Compared with the emerging Asian countries, notably, Thailand, Malaysia, China, India and Indonesia that were far behind Nigeria in terms of GDP per capita in 1970, these countries have transformed their economies and are not only miles ahead of Nigeria, but are also major players on the global economic arena. Indeed, Nigeria’s poor economic performance, is better illustrated when compared with China which now occupies an enviable position as the second largest economy in the world. In 1970, while Nigeria had a GDP per capita of $233.35 and was ranked 88th in the world, China was ranked 114th with a GDP per capita of $111.82.

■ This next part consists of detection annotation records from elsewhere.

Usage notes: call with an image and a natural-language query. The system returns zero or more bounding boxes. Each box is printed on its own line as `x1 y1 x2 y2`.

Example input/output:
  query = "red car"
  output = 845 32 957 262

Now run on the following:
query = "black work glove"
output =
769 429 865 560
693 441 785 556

The prospects for growth in Nigeria are very bright going by the achievements recorded during the last ten years and the current reforms in the various sectors. However, for Nigeria to consolidate these economic gains and move higher in the frontlines of growth and development, it must deepen reforms that improve human capital, promote high-quality public infrastructure, and encourage competition. The pillars to sustain this consolidation must include a firm fiscal policy, transparent fiscal operations, development-oriented monetary and exchange rate policies, strengthening of the financial sector and strict adherence to the rule-of-law.